🤖 AI Summary
To address critical challenges in medical retrieval-augmented generation (RAG)—including the decoupling of retrieval and reasoning, limited generalization from supervised fine-tuning, and domain-agnostic reward design—this paper introduces Med-R³, the first progressive reinforcement learning (RL) optimization framework tailored for healthcare. Med-R³ decouples and jointly optimizes reasoning and retrieval: it first strengthens logical reasoning capabilities, then adaptively refines knowledge retrieval to avoid path dependency. A multi-dimensional medical reward function is proposed, grounded in clinical consistency, evidential support, and diagnostic plausibility. Furthermore, Med-R³ enables dynamic interaction between large language models (LLMs) and external medical knowledge bases. Under identical parameter scales, LLaMA3.1-8B-Instruct integrated with Med-R³ outperforms GPT-4o-mini by 3.93%, while Qwen2.5-14B achieves a 13.53% improvement—demonstrating substantial gains in medical reasoning and evidence-based decision-making.
📝 Abstract
In medical scenarios, effectively retrieving external knowledge and leveraging it for rigorous logical reasoning is of significant importance. Despite their potential, existing work has predominantly focused on enhancing either retrieval or reasoning capabilities of the models in isolation, with little attention given to their joint optimization, which leads to limited coordination between the two processes. Additionally, current methods rely heavily on supervised fine-tuning (SFT), which can cause models to memorize existing problem-solving pathways, thereby restricting their generalization ability when confronted with novel problem contexts. Furthermore, while some studies have explored to improve retrieval-augmented reasoning in general domains via reinforcement learning, their reward function designs do not adequately capture the specific demands of the medical domain. To address these challenges, we introduce **Med-R$^3$**, a **Med**ical **R**etrieval-augmented **R**easoning framework driven by progressive **R**einforcement learning.
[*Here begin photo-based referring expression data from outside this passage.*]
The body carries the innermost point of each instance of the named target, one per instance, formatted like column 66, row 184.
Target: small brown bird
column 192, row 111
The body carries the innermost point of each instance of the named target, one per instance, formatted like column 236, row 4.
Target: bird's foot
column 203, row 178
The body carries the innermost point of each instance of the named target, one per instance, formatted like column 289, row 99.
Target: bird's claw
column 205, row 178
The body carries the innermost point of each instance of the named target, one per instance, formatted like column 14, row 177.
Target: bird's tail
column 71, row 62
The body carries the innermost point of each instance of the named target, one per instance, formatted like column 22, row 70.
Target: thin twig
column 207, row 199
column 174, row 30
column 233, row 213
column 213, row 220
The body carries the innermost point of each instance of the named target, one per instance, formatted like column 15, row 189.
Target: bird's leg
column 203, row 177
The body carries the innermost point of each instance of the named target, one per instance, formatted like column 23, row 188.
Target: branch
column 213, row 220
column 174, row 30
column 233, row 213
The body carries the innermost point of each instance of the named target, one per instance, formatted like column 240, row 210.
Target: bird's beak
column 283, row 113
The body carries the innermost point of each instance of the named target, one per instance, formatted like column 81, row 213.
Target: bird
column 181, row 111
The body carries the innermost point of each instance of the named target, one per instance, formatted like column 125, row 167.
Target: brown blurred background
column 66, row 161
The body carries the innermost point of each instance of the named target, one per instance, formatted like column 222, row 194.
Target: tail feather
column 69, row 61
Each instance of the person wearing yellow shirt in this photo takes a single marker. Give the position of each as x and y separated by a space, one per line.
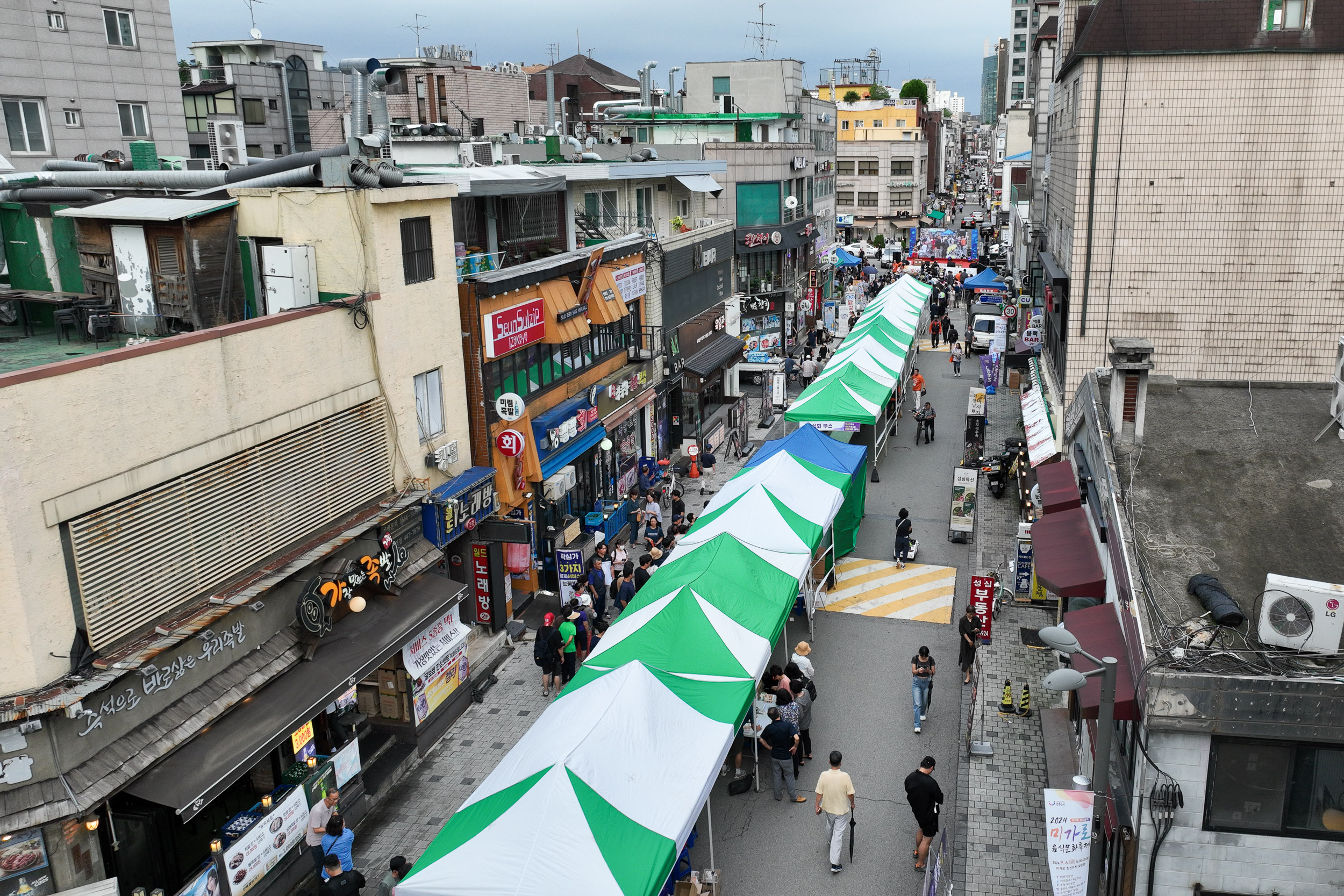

In this framework, we first develop the model's ability to perform logical reasoning over medical problems. Subsequently, on the basis of this foundation, we adaptively optimize the retrieval capability to better align with the characteristics of knowledge corpus and external information utilization throughout the reasoning process. Finally, we conduct joint optimization of the model's retrieval and reasoning coordination. Extensive experiments indicate that **Med-R$^3$** could achieve state-of-the-art performances, with LLaMA3.1-8B-Instruct + Med-R$^3$ surpassing closed-sourced GPT-4o-mini by 3.93% at a comparable parameter scale, while Qwen2.5-14B augmented with Med-R$^3$ shows a more substantial gain of 13.53%.